Would it be possible to slice the WRB above the windows and layer a new piece beneath and behind the first piece to allow the the drainage plane to be in front of the furring/nail fin? Any other ideas would be great. I really don’t want to have to pull all the furring down to put up a new layer of WRB.
GBA Detail Library
A collection of one thousand construction details organized by climate and house part
Replies
Mike,
We need a sketch or a photo.
The basic principle is that you need a 4-inch lap at horizontal seams in your WRB. If you can create such a lap, there is no problem with slitting your WRB and making alterations.
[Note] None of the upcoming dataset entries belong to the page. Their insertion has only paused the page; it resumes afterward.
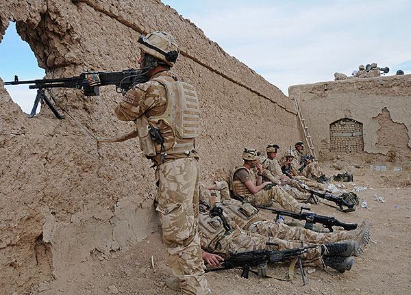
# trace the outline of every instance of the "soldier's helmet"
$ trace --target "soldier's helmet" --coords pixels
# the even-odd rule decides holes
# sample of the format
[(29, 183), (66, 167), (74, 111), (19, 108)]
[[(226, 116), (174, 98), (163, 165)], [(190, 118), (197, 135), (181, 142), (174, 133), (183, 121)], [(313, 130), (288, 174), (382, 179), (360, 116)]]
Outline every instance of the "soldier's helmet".
[(284, 153), (284, 157), (294, 157), (294, 153), (292, 151), (286, 151)]
[(277, 151), (279, 149), (279, 146), (277, 144), (269, 144), (266, 148), (266, 152), (267, 153), (277, 153)]
[(170, 66), (174, 66), (179, 50), (174, 38), (169, 33), (155, 31), (146, 36), (140, 35), (138, 42), (143, 52), (162, 60)]
[(297, 149), (297, 146), (302, 146), (304, 149), (304, 143), (303, 142), (297, 142), (294, 147)]
[(255, 159), (258, 159), (259, 155), (260, 153), (255, 149), (244, 149), (244, 151), (242, 152), (243, 159), (249, 159), (251, 161), (253, 161)]
[(265, 157), (264, 156), (263, 156), (262, 155), (260, 155), (258, 156), (258, 163), (260, 163), (262, 165), (263, 169), (266, 169), (267, 167), (269, 166), (269, 161), (267, 161), (267, 158)]
[(404, 75), (404, 71), (402, 70), (398, 70), (396, 75)]

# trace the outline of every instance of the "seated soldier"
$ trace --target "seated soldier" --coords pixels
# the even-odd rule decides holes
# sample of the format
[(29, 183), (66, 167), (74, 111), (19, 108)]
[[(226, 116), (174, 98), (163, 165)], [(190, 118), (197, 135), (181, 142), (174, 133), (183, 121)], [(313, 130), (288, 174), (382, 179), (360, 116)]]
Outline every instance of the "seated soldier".
[[(281, 188), (284, 190), (287, 194), (291, 195), (294, 198), (299, 201), (305, 201), (310, 197), (310, 194), (306, 191), (299, 190), (297, 188), (295, 188), (291, 185), (288, 185), (286, 181), (289, 178), (285, 175), (276, 175), (274, 176), (271, 173), (269, 168), (269, 159), (265, 157), (260, 155), (258, 157), (258, 162), (261, 164), (262, 166), (262, 181), (271, 181), (273, 183), (276, 183), (277, 185), (281, 185)], [(254, 172), (256, 179), (258, 178), (258, 170), (256, 168), (252, 168), (251, 171)], [(281, 168), (280, 168), (281, 171)]]
[(370, 240), (369, 222), (364, 220), (353, 231), (336, 231), (332, 233), (317, 233), (303, 227), (289, 227), (285, 223), (266, 220), (258, 216), (258, 209), (248, 203), (242, 203), (233, 198), (216, 203), (207, 187), (200, 183), (199, 197), (200, 202), (206, 202), (210, 207), (214, 205), (223, 208), (224, 213), (237, 227), (245, 231), (259, 233), (267, 237), (277, 238), (287, 241), (303, 241), (305, 243), (325, 244), (343, 240), (356, 241), (356, 256), (362, 254), (363, 247)]
[[(241, 197), (253, 205), (266, 205), (273, 201), (288, 211), (299, 211), (301, 205), (279, 186), (271, 186), (271, 181), (262, 182), (262, 166), (257, 163), (257, 151), (245, 149), (242, 153), (244, 164), (236, 167), (230, 176), (230, 190), (234, 197)], [(251, 168), (256, 167), (256, 179)]]
[(294, 152), (292, 151), (286, 151), (284, 158), (285, 159), (284, 160), (284, 163), (281, 169), (284, 174), (288, 176), (290, 178), (296, 178), (299, 180), (308, 180), (308, 178), (313, 177), (314, 179), (317, 181), (317, 182), (321, 183), (324, 183), (329, 179), (328, 178), (325, 177), (325, 175), (324, 175), (316, 178), (316, 175), (314, 176), (312, 174), (312, 170), (311, 169), (304, 171), (304, 168), (306, 168), (306, 165), (300, 165), (299, 162), (295, 157)]
[(298, 142), (294, 146), (295, 151), (294, 152), (297, 161), (299, 162), (301, 170), (299, 175), (307, 178), (314, 178), (319, 182), (327, 182), (329, 178), (321, 171), (319, 164), (312, 159), (305, 159), (304, 144), (303, 142)]
[[(204, 208), (201, 209), (199, 214), (200, 244), (204, 251), (227, 257), (231, 252), (260, 249), (285, 250), (301, 246), (299, 242), (266, 237), (239, 229), (233, 230), (233, 227), (221, 211), (212, 211), (219, 214), (212, 214), (210, 209)], [(266, 245), (267, 242), (277, 243), (278, 246)], [(301, 255), (301, 259), (314, 262), (318, 266), (323, 266), (323, 264), (343, 272), (351, 270), (355, 261), (351, 256), (354, 255), (356, 251), (356, 244), (354, 241), (340, 244), (325, 244), (308, 249), (307, 253)]]
[[(266, 167), (263, 163), (263, 168), (265, 168), (269, 171), (270, 171), (274, 177), (280, 179), (282, 181), (285, 180), (286, 184), (292, 186), (292, 188), (298, 189), (303, 193), (306, 192), (306, 190), (304, 189), (304, 187), (306, 187), (306, 185), (308, 185), (308, 187), (311, 188), (316, 188), (321, 190), (325, 190), (326, 189), (327, 186), (325, 185), (319, 183), (316, 181), (312, 181), (307, 179), (306, 177), (302, 176), (297, 176), (293, 177), (292, 179), (290, 179), (290, 177), (286, 176), (283, 172), (281, 166), (279, 166), (279, 164), (278, 162), (278, 160), (276, 159), (277, 152), (278, 149), (279, 149), (278, 145), (269, 144), (269, 146), (266, 149), (266, 151), (267, 153), (268, 164)], [(303, 183), (301, 183), (301, 181), (303, 182)]]

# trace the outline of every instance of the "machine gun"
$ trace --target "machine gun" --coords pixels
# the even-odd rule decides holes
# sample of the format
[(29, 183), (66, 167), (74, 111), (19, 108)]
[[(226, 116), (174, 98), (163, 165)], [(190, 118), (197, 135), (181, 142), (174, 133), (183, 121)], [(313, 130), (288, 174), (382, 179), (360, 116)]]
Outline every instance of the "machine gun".
[(334, 230), (332, 227), (343, 227), (344, 229), (347, 231), (351, 231), (352, 229), (356, 229), (358, 226), (356, 223), (344, 223), (341, 222), (338, 219), (336, 219), (334, 217), (330, 216), (324, 216), (322, 215), (317, 215), (315, 213), (311, 212), (303, 212), (303, 210), (310, 210), (310, 208), (306, 208), (301, 207), (299, 213), (290, 212), (289, 211), (284, 211), (284, 210), (277, 210), (275, 209), (266, 208), (262, 206), (256, 206), (257, 208), (264, 209), (266, 210), (271, 211), (273, 214), (277, 214), (277, 217), (275, 218), (275, 221), (278, 220), (280, 216), (288, 216), (292, 218), (298, 219), (299, 220), (306, 220), (306, 225), (304, 225), (304, 228), (307, 229), (312, 230), (312, 226), (315, 223), (321, 223), (323, 225), (323, 227), (325, 227), (329, 230), (329, 232), (333, 232)]
[[(369, 72), (370, 70), (371, 70), (373, 68), (371, 67), (371, 64), (367, 64), (365, 66), (365, 71), (366, 72)], [(379, 67), (375, 67), (374, 68), (376, 68), (377, 70), (381, 70), (384, 75), (388, 73), (390, 71), (390, 68), (388, 68), (388, 66), (386, 66), (385, 68), (379, 68)]]
[(37, 96), (34, 100), (34, 105), (29, 118), (36, 115), (38, 102), (41, 101), (42, 103), (44, 101), (50, 107), (54, 115), (58, 118), (61, 119), (64, 118), (64, 116), (60, 114), (57, 111), (46, 96), (44, 89), (49, 90), (55, 88), (83, 89), (84, 95), (90, 97), (100, 95), (99, 86), (115, 85), (116, 91), (125, 95), (125, 93), (135, 85), (148, 81), (148, 78), (144, 74), (145, 73), (142, 72), (142, 69), (134, 70), (132, 68), (121, 72), (88, 72), (83, 73), (78, 77), (70, 78), (41, 79), (30, 81), (18, 81), (18, 77), (14, 76), (14, 81), (5, 82), (4, 84), (33, 84), (29, 85), (29, 88), (38, 89)]
[[(315, 202), (316, 199), (314, 198), (314, 196), (316, 196), (319, 198), (324, 198), (325, 200), (328, 200), (328, 201), (335, 203), (337, 205), (337, 206), (338, 206), (337, 207), (337, 209), (340, 211), (348, 211), (347, 209), (344, 210), (344, 209), (342, 208), (342, 206), (347, 207), (350, 209), (349, 211), (353, 211), (354, 207), (356, 206), (355, 203), (348, 203), (345, 200), (344, 200), (344, 198), (342, 198), (342, 197), (333, 196), (332, 194), (331, 194), (328, 192), (322, 193), (322, 192), (316, 192), (315, 190), (310, 190), (307, 188), (303, 188), (303, 189), (306, 190), (307, 192), (310, 192), (310, 197), (307, 199), (307, 201), (306, 201), (306, 203), (309, 203), (312, 199), (313, 199)], [(318, 203), (318, 202), (316, 202), (316, 203)], [(329, 206), (331, 206), (331, 205), (329, 205)], [(332, 207), (334, 207), (334, 206), (332, 206)]]
[[(276, 245), (275, 243), (266, 243), (267, 245)], [(301, 246), (294, 248), (292, 249), (273, 251), (273, 250), (255, 250), (247, 252), (235, 252), (229, 253), (228, 257), (224, 259), (221, 263), (221, 267), (216, 268), (208, 268), (206, 272), (214, 272), (217, 270), (229, 270), (238, 267), (242, 268), (241, 277), (248, 279), (250, 268), (257, 267), (259, 276), (266, 275), (266, 268), (267, 262), (280, 262), (293, 258), (298, 259), (300, 269), (301, 270), (301, 277), (303, 278), (303, 285), (306, 285), (306, 278), (304, 270), (301, 263), (301, 255), (308, 252), (308, 249), (316, 248), (317, 245), (303, 246), (301, 242)]]
[(314, 159), (314, 156), (312, 155), (301, 156), (301, 158), (300, 159), (300, 165), (302, 166), (298, 169), (300, 173), (303, 172), (303, 170), (308, 165), (308, 159)]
One other point: if a few drops of water leaked onto your sill pan flashing -- that is, the flashing on your rough sill -- you don't necessarily have a disaster on your hands. If the water is on your sill pan, that's what your sill pan is for. It keeps your rough sill dry in case your window leaks. In most cases, those drops of water evaporate.
Martin,
Thank you for the fast response. The basic concept around the windows from outside in is:
window nailing fin, furring strip, WRB, foam (2 2" layers taped and gaps filled), OSB. I then used peel and stick flashing from the window's nailing fin,over the furring strip and adhered to the WRB. It must have found a poorly adhered section and drip down in.
Edit: I think I found where it was coming it. there may have been a small funnel created with some of the tape and the corner of a piece of furring I put up before my wife taped the edges of the flashing.